Retrieval meets Long Context Large Language Models (2310.03025v2)

Published 4 Oct 2023 in cs.CL, cs.AI, cs.IR, and cs.LG

Abstract: Extending the context window of LLMs is getting popular recently, while the solution of augmenting LLMs with retrieval has existed for years. The natural questions are: i) Retrieval-augmentation versus long context window, which one is better for downstream tasks? ii) Can both methods be combined to get the best of both worlds? In this work, we answer these questions by studying both solutions using two state-of-the-art pretrained LLMs, i.e., a proprietary 43B GPT and Llama2-70B. Perhaps surprisingly, we find that LLM with 4K context window using simple retrieval-augmentation at generation can achieve comparable performance to finetuned LLM with 16K context window via positional interpolation on long context tasks, while taking much less computation. More importantly, we demonstrate that retrieval can significantly improve the performance of LLMs regardless of their extended context window sizes. Our best model, retrieval-augmented Llama2-70B with 32K context window, outperforms GPT-3.5-turbo-16k and Davinci003 in terms of average score on nine long context tasks including question answering, query-based summarization, and in-context few-shot learning tasks. It also outperforms its non-retrieval Llama2-70B-32k baseline by a margin, while being much faster at generation. Our study provides general insights on the choice of retrieval-augmentation versus long context extension of LLM for practitioners.

PDF Abstract

Retrieval Meets Long Context LLMs

In this paper, the authors investigate the merits of long context windows in LLMs against retrieval-augmentation mechanisms and explore the synergistic potential of combining both approaches.
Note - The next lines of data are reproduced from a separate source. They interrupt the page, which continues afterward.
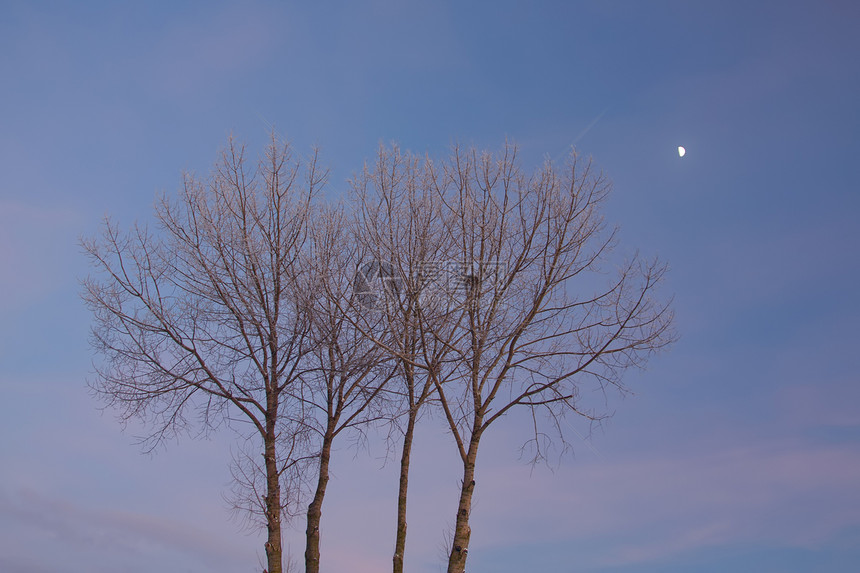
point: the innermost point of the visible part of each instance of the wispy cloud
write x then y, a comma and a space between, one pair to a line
646, 509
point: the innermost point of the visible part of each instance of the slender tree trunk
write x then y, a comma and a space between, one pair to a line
462, 531
400, 543
312, 548
273, 504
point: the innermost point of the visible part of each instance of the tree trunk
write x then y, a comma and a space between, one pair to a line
312, 547
462, 531
400, 543
273, 506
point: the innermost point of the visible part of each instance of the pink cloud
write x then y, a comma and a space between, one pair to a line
648, 509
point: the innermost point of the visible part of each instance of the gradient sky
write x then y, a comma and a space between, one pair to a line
740, 450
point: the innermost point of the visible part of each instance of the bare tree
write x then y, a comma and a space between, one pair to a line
345, 389
525, 318
200, 318
398, 223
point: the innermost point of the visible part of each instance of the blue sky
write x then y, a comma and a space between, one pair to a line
741, 448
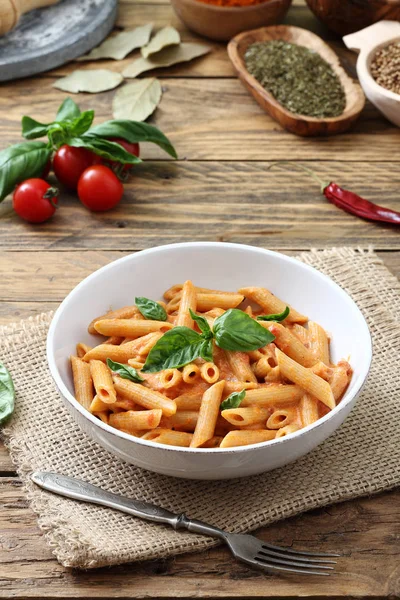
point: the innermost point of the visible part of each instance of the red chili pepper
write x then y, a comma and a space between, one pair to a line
353, 203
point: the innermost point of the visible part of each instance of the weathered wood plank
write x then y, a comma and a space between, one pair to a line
246, 202
214, 119
368, 568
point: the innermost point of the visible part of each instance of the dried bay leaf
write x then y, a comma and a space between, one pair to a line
168, 36
92, 81
120, 45
137, 100
166, 58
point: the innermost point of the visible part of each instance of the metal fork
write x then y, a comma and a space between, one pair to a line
246, 548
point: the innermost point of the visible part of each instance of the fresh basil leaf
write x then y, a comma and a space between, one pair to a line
82, 123
203, 325
277, 317
68, 111
177, 348
133, 132
21, 162
124, 371
104, 148
151, 309
206, 350
7, 394
234, 400
236, 330
32, 129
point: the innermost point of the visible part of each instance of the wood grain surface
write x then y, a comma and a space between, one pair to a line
221, 188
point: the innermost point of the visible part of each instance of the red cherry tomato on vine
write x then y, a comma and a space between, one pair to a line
99, 188
35, 200
70, 162
131, 148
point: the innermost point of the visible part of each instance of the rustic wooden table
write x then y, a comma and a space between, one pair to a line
218, 190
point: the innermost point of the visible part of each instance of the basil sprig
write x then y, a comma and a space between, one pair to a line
277, 317
21, 162
74, 128
151, 309
234, 400
177, 347
7, 394
133, 132
124, 371
234, 330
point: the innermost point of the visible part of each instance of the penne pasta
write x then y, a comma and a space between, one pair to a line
271, 304
188, 301
281, 418
209, 372
102, 381
290, 344
239, 363
136, 420
245, 438
308, 409
306, 379
127, 312
169, 437
82, 349
271, 395
245, 416
319, 342
143, 396
208, 415
132, 328
83, 383
117, 353
288, 384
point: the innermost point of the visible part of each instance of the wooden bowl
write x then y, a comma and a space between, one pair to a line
223, 22
347, 16
299, 124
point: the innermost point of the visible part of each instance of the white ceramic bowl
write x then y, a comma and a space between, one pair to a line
367, 42
220, 266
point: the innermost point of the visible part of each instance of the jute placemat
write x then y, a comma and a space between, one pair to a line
363, 457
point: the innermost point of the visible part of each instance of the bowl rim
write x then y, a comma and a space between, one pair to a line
364, 65
232, 9
63, 390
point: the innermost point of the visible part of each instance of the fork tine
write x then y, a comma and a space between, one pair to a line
298, 553
296, 556
289, 563
268, 568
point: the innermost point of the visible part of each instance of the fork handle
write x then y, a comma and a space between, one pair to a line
86, 492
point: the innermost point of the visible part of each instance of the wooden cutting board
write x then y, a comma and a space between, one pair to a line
49, 37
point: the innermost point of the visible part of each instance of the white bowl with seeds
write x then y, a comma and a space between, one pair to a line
378, 65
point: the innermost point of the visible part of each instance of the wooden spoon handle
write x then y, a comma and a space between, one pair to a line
11, 10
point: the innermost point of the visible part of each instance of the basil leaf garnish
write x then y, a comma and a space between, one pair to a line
235, 330
21, 162
177, 347
124, 371
104, 148
277, 317
151, 309
203, 325
68, 111
7, 394
234, 400
206, 350
133, 131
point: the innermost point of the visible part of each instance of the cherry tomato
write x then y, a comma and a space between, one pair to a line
131, 148
99, 188
34, 200
70, 162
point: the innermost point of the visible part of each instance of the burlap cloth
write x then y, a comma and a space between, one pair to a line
363, 457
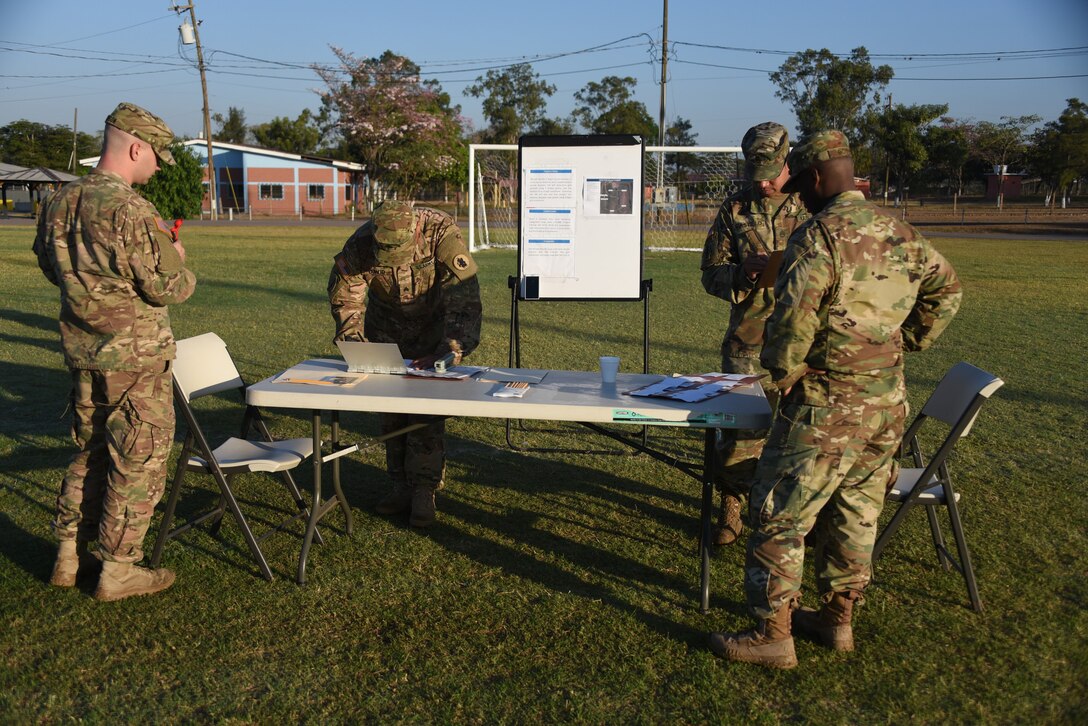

The paper provides an empirical analysis based on two state-of-the-art LLMs: a proprietary 43B GPT model and Llama2-70B. With the increasing demand in both industry and academia for extending the context window of LLMs, the paper's findings are instrumental in guiding practical decisions regarding the efficiency and effectiveness of long context extensions versus retrieval enhancements.

Study Overview

The paper pivots around two fundamental questions: Which method, between retrieval-augmentation and extended context windows, offers superior performance on downstream tasks? Additionally, can these methods be integrated for optimal results? The authors conduct a comparative evaluation across nine diverse long context tasks including question answering, query-based summarization, and in-context few-shot learning.

Key Findings

Retrieval vs. Extended Contexts: It is discovered that integrating simple retrieval-augmentation into LLMs with a 4K context window yields comparable performance to a 16K context window LLM fine-tuned using positional interpolation. Interestingly, this comes at a reduced computational cost.
Performance Improvement with Retrieval: Across varying context window sizes, retrieval consistently enhances LLM performance. The paper highlights a retrieval-augmented Llama2-70B with a 32K context window significantly surpassing the performance of well-known models like GPT-3.5-turbo-16k and Davinci-003. The retrieval-augmented model achieves an average score of 43.6, outperforming its non-retrieval counterpart (score of 40.9), while also being computationally faster in generation tasks.

Implications and Future Directions

This paper's results imply that practitioners can consider simple retrieval-augmentation as a viable alternative or complement to extending context windows for LLMs, resulting in efficient and effective model performance with fewer computational demands. The work suggests that hybrid models employing both extended context and retrieval mechanisms can optimize LLM functionality across tasks that demand substantial contextual understanding.

Recommendations for future research include further exploration into the optimal alignment of retrieval mechanisms with long context architectures, particularly in models beyond the current tested scale. Addressing challenges such as overcoming the "lost in the middle" phenomenon observed in LLMs, where models struggle to retain attention over very long sequences, is a promising avenue for improving retrieval-enhanced models. Additionally, advancing methods that integrate memory or hierarchical attention strategies might further align retrieval with long context capabilities, potentially leading to robust efficiency gains in model performance.

In sum, the paper contributes meaningful insights into the efficient application of large-scale LLMs for complex tasks demanding extensive contexts, and the findings serve as a significant resource for the continued development and operationalization of sophisticated LLM frameworks in both academic and industry settings.